Değerli arkadaşlar, yazımın başlığı size biraz sürpriz olabilir. Evet yanlış okumadınız:
KIYAMETTE BEDENLERİMİZ DEĞİL, RUHLARIMIZ ALLAH’IN HUZURUNDA TOPLANACAK
VE HESAP VERECEKTİR…!
Neden ?
Çünkü bedenlerimiz ruha giydirilen elbiselerdir. İnsanın bedeni öldükten
sonra, ölen her canlı gibi çürüyüp yok olacaktır. İnsanın aslı yani cevheri
ruhudur. Yaratıcıya muhatap olan, yargılanacak olan, ceza ve ödül görecek olan
da ruhtur. Beden bu dünyaya ait bir varlıktır, öbür alemde bir değeri yoktur.
İnsan ruhlarının dünyaya beden elbisesi
giydirilerek gönderilmeden önce Elest-i Bezmi’de adı verilen mekanda toplanarak
Allah’a 7 konuda söz verdikleri *** A’raf/102 --- 169 --- 172-173 --- Yasin/60
--- Taha/115 --- Ra’d/20 ---Maide/7 *** ayetlerinde vurgulanmaktadır.

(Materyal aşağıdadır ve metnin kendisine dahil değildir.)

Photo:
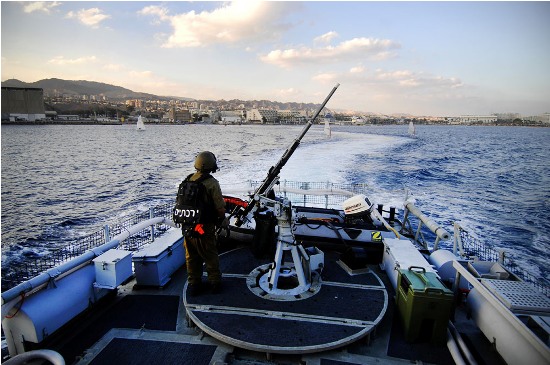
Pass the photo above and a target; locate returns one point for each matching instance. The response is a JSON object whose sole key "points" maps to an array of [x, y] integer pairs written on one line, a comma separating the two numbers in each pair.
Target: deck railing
{"points": [[16, 274], [467, 246]]}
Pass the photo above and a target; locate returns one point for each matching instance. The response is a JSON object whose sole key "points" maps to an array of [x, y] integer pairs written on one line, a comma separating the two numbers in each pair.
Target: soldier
{"points": [[200, 243]]}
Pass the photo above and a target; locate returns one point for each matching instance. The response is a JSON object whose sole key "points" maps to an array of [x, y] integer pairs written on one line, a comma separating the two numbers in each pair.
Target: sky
{"points": [[419, 58]]}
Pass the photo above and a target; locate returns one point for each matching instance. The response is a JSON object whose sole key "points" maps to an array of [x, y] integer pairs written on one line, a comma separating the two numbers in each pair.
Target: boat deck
{"points": [[345, 320]]}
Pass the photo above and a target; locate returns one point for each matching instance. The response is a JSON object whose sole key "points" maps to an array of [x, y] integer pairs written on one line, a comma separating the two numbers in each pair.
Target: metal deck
{"points": [[344, 309]]}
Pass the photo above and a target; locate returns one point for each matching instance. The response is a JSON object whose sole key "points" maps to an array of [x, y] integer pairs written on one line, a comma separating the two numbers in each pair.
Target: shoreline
{"points": [[91, 122]]}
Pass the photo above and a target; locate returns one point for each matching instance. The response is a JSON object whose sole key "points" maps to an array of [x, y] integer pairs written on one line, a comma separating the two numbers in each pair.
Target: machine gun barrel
{"points": [[275, 170]]}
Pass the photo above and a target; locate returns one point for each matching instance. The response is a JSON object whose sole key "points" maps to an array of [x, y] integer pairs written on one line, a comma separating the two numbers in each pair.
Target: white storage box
{"points": [[157, 262], [112, 268], [402, 254]]}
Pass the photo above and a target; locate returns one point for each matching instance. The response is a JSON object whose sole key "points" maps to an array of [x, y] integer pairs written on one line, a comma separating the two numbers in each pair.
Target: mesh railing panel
{"points": [[472, 247], [16, 274]]}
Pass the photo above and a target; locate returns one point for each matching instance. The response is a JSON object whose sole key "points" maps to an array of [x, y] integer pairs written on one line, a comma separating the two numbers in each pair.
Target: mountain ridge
{"points": [[83, 87]]}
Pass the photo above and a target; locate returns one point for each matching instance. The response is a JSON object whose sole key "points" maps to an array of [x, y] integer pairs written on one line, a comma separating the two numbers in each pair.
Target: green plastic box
{"points": [[424, 304]]}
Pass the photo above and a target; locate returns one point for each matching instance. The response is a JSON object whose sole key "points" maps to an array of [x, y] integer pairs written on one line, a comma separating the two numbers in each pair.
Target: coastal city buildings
{"points": [[20, 104]]}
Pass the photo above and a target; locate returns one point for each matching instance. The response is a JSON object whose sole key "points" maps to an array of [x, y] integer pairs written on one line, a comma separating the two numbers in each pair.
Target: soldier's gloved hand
{"points": [[224, 223]]}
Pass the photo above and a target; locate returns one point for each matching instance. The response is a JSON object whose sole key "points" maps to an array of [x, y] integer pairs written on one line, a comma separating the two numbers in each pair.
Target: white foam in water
{"points": [[317, 159]]}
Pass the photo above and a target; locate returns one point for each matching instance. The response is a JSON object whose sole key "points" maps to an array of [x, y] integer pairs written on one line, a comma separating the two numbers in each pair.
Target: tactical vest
{"points": [[193, 205]]}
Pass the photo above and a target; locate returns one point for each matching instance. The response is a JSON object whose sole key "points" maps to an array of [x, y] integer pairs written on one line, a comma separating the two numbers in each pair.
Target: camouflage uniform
{"points": [[201, 249]]}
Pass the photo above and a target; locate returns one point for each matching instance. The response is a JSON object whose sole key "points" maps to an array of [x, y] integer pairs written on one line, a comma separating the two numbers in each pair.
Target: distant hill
{"points": [[117, 93], [81, 87]]}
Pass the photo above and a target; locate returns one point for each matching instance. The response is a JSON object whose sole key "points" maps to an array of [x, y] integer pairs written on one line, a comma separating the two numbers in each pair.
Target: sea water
{"points": [[62, 182]]}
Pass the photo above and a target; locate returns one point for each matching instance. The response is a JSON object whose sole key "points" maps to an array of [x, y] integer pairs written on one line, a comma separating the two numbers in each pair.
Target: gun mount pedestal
{"points": [[289, 279]]}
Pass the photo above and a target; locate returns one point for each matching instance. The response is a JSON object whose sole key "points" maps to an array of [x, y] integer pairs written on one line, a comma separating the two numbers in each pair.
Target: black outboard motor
{"points": [[264, 241]]}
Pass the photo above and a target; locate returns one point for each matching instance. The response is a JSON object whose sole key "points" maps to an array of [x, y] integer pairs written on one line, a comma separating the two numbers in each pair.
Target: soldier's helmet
{"points": [[206, 162]]}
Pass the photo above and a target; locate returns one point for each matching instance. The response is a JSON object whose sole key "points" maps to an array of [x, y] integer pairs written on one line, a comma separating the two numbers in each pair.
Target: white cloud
{"points": [[90, 17], [346, 50], [43, 6], [141, 74], [231, 23], [326, 38], [61, 60]]}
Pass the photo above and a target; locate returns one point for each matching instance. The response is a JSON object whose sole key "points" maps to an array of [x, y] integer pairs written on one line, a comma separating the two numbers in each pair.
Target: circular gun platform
{"points": [[342, 309]]}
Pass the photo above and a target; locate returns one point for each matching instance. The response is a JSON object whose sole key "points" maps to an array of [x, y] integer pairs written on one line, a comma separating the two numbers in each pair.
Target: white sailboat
{"points": [[140, 125], [327, 128], [412, 129]]}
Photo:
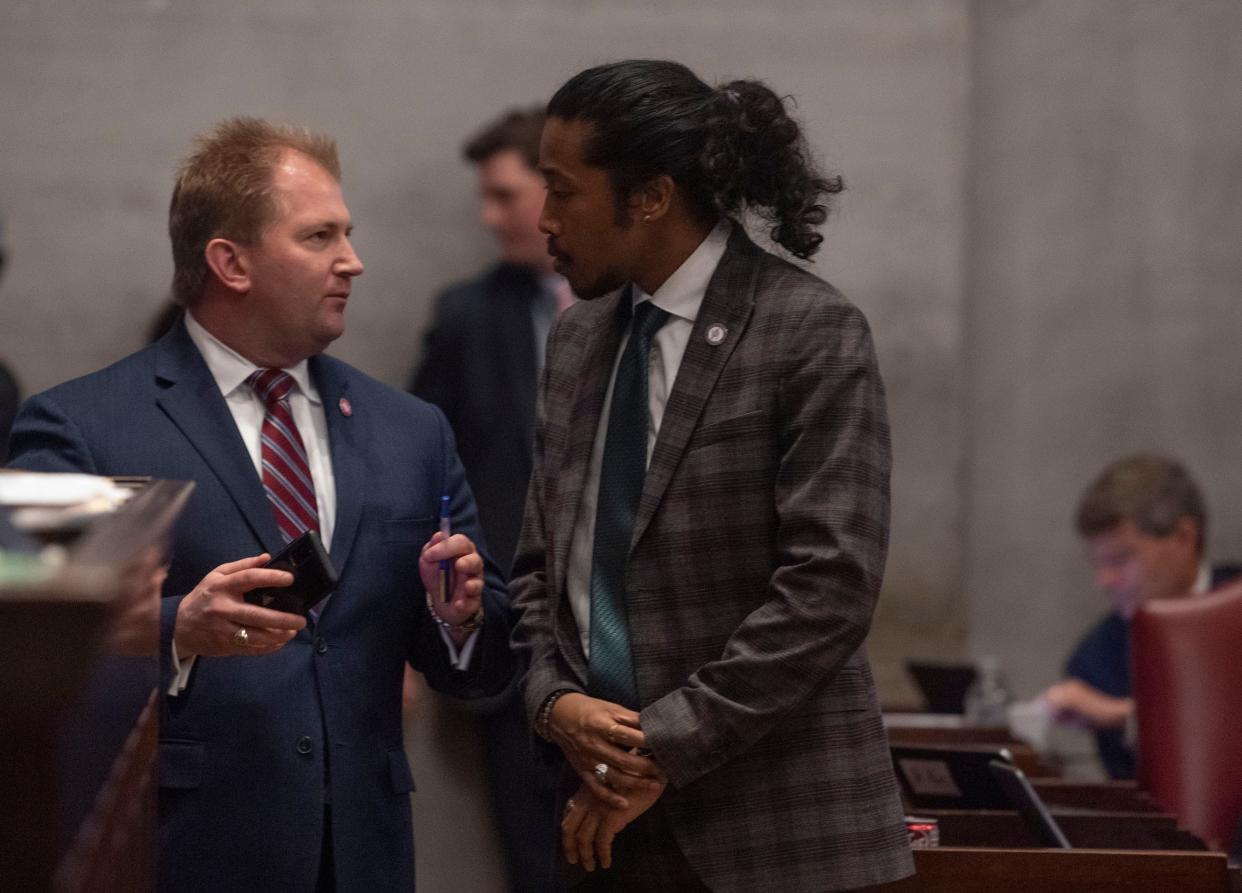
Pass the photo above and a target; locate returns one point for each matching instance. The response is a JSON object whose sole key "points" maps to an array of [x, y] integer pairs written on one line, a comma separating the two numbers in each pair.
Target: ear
{"points": [[230, 263], [1187, 533], [653, 198]]}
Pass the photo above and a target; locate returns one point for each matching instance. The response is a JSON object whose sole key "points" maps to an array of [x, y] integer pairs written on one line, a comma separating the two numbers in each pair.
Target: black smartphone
{"points": [[1028, 805], [313, 576]]}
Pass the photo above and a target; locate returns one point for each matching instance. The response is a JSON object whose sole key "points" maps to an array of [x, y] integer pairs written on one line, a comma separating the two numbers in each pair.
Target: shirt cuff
{"points": [[457, 660], [180, 673]]}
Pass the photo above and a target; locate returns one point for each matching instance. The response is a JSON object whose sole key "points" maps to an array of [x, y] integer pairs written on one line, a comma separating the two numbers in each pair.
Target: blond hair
{"points": [[224, 190]]}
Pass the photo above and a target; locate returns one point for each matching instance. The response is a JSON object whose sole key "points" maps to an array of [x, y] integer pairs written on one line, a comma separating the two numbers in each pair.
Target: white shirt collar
{"points": [[682, 292], [1204, 581], [230, 369]]}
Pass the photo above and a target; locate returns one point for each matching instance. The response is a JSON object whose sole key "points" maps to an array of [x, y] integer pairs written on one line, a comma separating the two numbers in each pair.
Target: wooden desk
{"points": [[1113, 796], [1004, 829], [961, 870], [78, 671]]}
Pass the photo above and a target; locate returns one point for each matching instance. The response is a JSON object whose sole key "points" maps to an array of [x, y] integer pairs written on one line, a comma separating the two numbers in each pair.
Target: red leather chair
{"points": [[1186, 666]]}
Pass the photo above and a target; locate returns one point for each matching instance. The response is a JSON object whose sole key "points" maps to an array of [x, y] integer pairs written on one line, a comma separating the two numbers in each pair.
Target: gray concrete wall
{"points": [[1042, 224], [101, 99], [1104, 278]]}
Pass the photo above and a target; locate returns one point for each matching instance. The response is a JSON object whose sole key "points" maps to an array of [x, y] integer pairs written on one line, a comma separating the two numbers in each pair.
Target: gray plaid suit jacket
{"points": [[758, 554]]}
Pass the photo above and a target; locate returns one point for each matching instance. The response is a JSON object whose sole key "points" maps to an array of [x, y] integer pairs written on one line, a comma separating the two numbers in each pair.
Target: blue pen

Bu durumda öbür alemde melekler dahil – bedenlerle ilgili işlevler, yani
yeme içme, erkeklik, dişilik (cinsellik ) yoktur. Kur’an’daki cennet, cehennem
ve yargılanma konularındaki bu ayetlere
aykırı anlatımlar sizlerde Kur'an'da '' tutarsızlık / tenakuz mu var ? '' düşüncesi uyandırmasın.

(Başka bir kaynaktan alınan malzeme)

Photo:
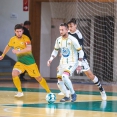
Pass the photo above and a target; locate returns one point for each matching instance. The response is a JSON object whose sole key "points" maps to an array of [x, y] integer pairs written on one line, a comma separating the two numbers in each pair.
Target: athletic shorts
{"points": [[85, 65], [31, 69], [70, 68]]}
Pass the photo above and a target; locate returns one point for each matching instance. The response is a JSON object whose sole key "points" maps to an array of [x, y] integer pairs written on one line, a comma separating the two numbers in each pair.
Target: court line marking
{"points": [[7, 110]]}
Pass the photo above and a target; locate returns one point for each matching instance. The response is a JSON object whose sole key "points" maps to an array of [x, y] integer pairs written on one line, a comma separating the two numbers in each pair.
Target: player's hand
{"points": [[1, 57], [78, 69], [49, 62], [15, 51]]}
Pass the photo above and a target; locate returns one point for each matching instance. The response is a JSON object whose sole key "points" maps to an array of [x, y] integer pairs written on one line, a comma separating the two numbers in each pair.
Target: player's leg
{"points": [[34, 72], [91, 76], [18, 68], [69, 69], [60, 82]]}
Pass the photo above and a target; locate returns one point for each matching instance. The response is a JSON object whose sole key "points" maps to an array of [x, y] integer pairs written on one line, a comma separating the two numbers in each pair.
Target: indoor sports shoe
{"points": [[19, 94], [61, 93], [103, 95], [73, 97], [65, 99]]}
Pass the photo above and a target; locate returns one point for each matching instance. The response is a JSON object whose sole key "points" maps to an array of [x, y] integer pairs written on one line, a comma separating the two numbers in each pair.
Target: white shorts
{"points": [[70, 68], [85, 65]]}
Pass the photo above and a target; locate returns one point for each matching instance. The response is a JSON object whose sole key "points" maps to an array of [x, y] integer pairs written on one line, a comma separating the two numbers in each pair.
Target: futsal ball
{"points": [[50, 98]]}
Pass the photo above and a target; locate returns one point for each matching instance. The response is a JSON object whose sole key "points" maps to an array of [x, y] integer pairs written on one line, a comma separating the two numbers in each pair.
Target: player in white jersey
{"points": [[86, 69], [69, 47]]}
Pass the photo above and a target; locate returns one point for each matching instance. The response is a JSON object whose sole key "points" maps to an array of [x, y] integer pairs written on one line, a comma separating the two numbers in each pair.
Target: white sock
{"points": [[63, 88], [97, 82], [68, 83], [95, 79]]}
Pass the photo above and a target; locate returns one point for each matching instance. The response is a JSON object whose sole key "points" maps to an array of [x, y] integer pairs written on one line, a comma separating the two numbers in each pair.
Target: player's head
{"points": [[27, 24], [72, 25], [18, 30], [63, 28]]}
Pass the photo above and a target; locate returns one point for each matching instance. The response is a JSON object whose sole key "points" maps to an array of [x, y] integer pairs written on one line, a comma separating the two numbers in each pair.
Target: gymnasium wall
{"points": [[11, 13]]}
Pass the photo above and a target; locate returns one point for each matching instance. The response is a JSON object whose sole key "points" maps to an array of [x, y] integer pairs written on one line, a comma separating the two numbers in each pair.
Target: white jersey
{"points": [[69, 49]]}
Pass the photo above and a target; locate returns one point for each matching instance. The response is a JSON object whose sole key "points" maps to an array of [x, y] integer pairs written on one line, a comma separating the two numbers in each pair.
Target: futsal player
{"points": [[85, 66], [22, 48], [70, 48]]}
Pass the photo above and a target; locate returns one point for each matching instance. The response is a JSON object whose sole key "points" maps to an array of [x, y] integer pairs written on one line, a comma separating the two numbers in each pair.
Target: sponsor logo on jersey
{"points": [[22, 43], [65, 52]]}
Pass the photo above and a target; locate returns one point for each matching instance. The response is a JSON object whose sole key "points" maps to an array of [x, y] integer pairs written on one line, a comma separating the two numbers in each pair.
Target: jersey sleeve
{"points": [[56, 47], [79, 34], [76, 44], [10, 43], [27, 40]]}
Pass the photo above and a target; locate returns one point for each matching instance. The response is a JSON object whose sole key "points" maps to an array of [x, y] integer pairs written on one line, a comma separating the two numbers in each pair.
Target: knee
{"points": [[15, 73], [64, 76], [39, 78], [91, 76]]}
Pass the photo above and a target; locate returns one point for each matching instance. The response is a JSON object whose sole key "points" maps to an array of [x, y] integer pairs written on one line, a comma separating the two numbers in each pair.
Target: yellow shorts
{"points": [[31, 69]]}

Çünkü Kur’an’ın anlatımı bundan yaklaşık 1500 önce yaşayan çok yönüyle bu güne
göre ilkel , sistemli bir eğitim görme imkanı olmamış çöl insanlarının algılama ve kültür düzeylerine uygun sembolik
anlatımlar söz konusudur.
Şimdi bu anlattıklarımla ilgili ayetleri görelim:
KAF/20 *** Ey insanlar şüpheniz olmasın
ki, sura üflenecek ve vaad edilen gün kesinlikle gelecektir.
KAF/21 *** Ve nefsler o gün dünya hayatındaki rehber Melek ile nefsin bütün amellerine (davranışlarına ) şahit yazıcı ve diğer görevli Melekler hep birlikte Allah’ın huzurunda toplanacaklardır.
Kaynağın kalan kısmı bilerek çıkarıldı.